Combine everything you learn from different techniques into a note-taking app, spreadsheet or customer relationship management (CRM) system to build a detailed profile of your target audience.

3. Look out for the ordinary

Instead of looking for extraordinary stories from your customer base (save those for testimonials and case studies), focus on finding out how typical customers think and behave. You can apply what you learn to a much broader section of your audience.

Pay close attention to the small details of everyday actions, like how long a person looks at items in your store before buying something or how often online buyers view your SaaS pricing page before checking out.

The more you observe these behaviors, the better you’ll understand how the average customer makes buying decisions. Then you can tailor your interactions to that process.

For example, internally linking the web pages that buyers visit most often before paying could improve your website’s user experience (UX) and speed up the buying journey.
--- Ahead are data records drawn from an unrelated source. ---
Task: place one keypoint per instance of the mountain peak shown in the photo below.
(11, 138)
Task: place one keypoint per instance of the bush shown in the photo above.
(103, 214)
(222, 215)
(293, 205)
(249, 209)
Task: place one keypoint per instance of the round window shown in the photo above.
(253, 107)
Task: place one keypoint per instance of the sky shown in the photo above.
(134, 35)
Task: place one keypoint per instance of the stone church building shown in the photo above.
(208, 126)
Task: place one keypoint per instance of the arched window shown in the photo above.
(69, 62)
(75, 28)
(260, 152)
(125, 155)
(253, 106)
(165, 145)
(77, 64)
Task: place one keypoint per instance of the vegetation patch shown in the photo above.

4. Report back to the whole team

Share your observation findings with your team so everyone can make informed decisions.
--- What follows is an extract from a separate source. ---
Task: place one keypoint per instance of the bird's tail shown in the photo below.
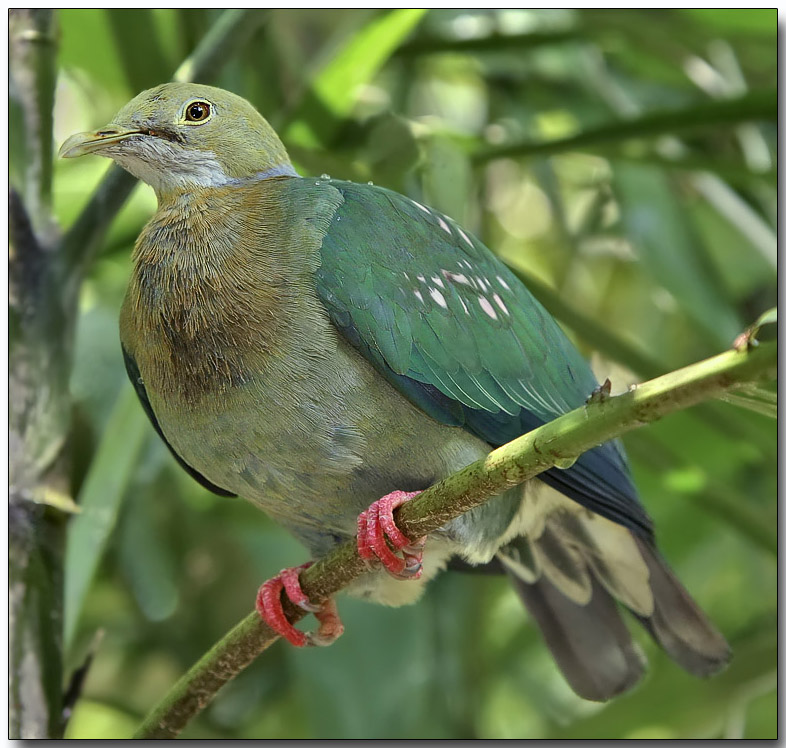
(571, 578)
Knowledge-sharing creates a unified understanding of customer behaviors, preferences and pain points. It helps all team members pull toward the goal of delivering exceptional customer experiences so your business can get there faster.

Say you run a focus group to research customers’ views on your industry. In it, participants discuss their thought processes when choosing which brand to buy from (i.e., you or one of your competitors). This information is valuable to all your sales reps and marketers, who can use it to ensure buyers have everything they need to make confident buying decisions.

You don’t need to hold a meeting after every customer observation activity. Instead, add your notes and recordings to a shared resource, like customer interaction management software, Google Docs or a spreadsheet. Then, users can access insights as and when they need them.

5. Act on your findings

Customer observation is only valuable if you apply its insights effectively. Implement changes based on your findings to address pain points and seize opportunities.

Regular in-person (or video) meetings are helpful. They give your team and others a chance to contribute ideas for improvements based on your latest findings. Keep these ideation sessions informal to ensure everyone feels comfortable contributing – the more suggestions, the better.

Actively apply insights to enhance your products or services and demonstrate to customers that you value their views. If you make any changes based on review trends, social media monitoring or direct feedback, publicize the reasons to help build trust, loyalty and advocacy.

6. Refine your customer observation tactics

Regularly assess your customer observation methods’ effectiveness and look out for new learning opportunities. As your business evolves, so do your customers’ behaviors. You must always be in the right places to collect valuable insights.

Social media offers many great examples of how customer behaviors can change. Ten years ago, TikTok didn’t exist but now it has more than 1 billion active users – that’s important for many e-commerce brands that observe their customers’ behavior online.

More recently, Threads rocketed in popularity. Consider whether that could be a useful place to learn about your customers. Comparing your company’s follower counts on different social platforms can help you determine the most popular channels for online observation. You can also ask customers about their preferences in surveys and interviews.


Final thoughts

Incorporating effective customer observation into your audience research processes is a powerful growth strategy, especially for small businesses. However, you’ll only benefit if you carefully manage, distribute and act on the data you collect.

Invest in a CRM tool or client interaction management software to store and organize all your customer insights. Then, users from all teams can make informed decisions that lead to better customer experiences across the buyer journey.